Last fall, Howie Liu, CEO and co-founder of Airtable, arrived at a board meeting with an urgent realization: If Airtable, a maker of collaboration software, wanted to stay relevant, it needed to significantly rethink itself. “We started to feel like the incumbent instead of the disruptor and risked becoming one of the dinosaurs,” Liu said.

“The board agreed, and Liu sprinted to put a plan into place. In June, Airtable launched its new product: an AI-powered software for making apps. He describes the motivating force behind his decision to alter his company’s direction as a profound sense of paranoia. “Maybe it’s not the most psychologically healthy way to live,” he conceded. Liu then offered a justification: He thinks he’s in wonderful company. “The founders I admire—even Zuck at the very top—are constantly paranoid.”

“Almost no one in tech land seems to feel very at ease these days. Brexton Pham, CEO and co-founder of Ohara, has shifted the focus of his Kleiner Perkins–backed startup from HR and finance operations for startups to AI agents with a mindset that he sums up as “fast, ruthless and experimental.”

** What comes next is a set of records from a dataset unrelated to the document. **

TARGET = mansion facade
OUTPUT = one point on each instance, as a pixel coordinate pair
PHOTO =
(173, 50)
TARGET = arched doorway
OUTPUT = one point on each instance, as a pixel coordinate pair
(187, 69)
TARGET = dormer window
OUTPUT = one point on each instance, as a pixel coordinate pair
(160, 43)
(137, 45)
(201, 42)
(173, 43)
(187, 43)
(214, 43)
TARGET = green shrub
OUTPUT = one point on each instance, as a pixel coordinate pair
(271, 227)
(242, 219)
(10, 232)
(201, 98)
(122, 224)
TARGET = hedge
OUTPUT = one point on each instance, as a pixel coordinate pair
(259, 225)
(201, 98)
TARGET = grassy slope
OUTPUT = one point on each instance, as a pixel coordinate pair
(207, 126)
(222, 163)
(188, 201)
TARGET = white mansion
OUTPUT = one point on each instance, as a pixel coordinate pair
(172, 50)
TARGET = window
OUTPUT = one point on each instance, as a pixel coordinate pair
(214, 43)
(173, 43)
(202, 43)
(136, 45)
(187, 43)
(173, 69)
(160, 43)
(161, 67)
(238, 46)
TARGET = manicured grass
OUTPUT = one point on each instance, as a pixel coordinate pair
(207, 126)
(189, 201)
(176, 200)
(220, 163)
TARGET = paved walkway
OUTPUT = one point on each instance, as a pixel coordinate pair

The questions are universally the same, despite the fears over the rising ‘Table Stakes’:

“Everybody around me is genuinely guessing: ‘Where do we think the future is going?’” Pham said. “It’s not just, ‘Where is the world going to be in five years?’ I don’t even know what the costs are going to be in six months.”

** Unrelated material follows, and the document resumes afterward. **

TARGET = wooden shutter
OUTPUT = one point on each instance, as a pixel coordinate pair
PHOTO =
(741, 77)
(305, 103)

“Even the old hands find themselves blinking in surprise. “The rules of these business models are just so different now,” said Box CEO Aaron Levie. “The speed at which companies are scaling—I’ve never seen anything like this.”

Even August, a relatively slow month isn’t enough to push back the dread of September, when everything rushes again in tech to the end of the year and beyond:

“As summer comes to a close, and Silicon Valley prepares to hurtle through the final months of the third year in the great AI boom, the industry has arrived at a moment of strange reckoning, one defined by two emotions often impossible to separate: a sense of enormous excitement—and a feeling of immense anxiety, one that was fueled this week by a market selloff over a viral MIT study that purported to show that nearly all AI projects at U.S. businesses have flopped.”

Fear of new tech waves again, is NOT new:

“Fear is a familiar state in Silicon Valley. In the 1980s, Andy Grove, the former Intel CEO, expressed his philosophy that business leaders ought to be constantly dangling from tenterhooks in his best-selling book, “Only the Paranoid Survive: How to Exploit the Crisis Points That Challenge Every Company.” In the book, Grove described the existential moments that businesses face, which he dubbed strategic inflection points.”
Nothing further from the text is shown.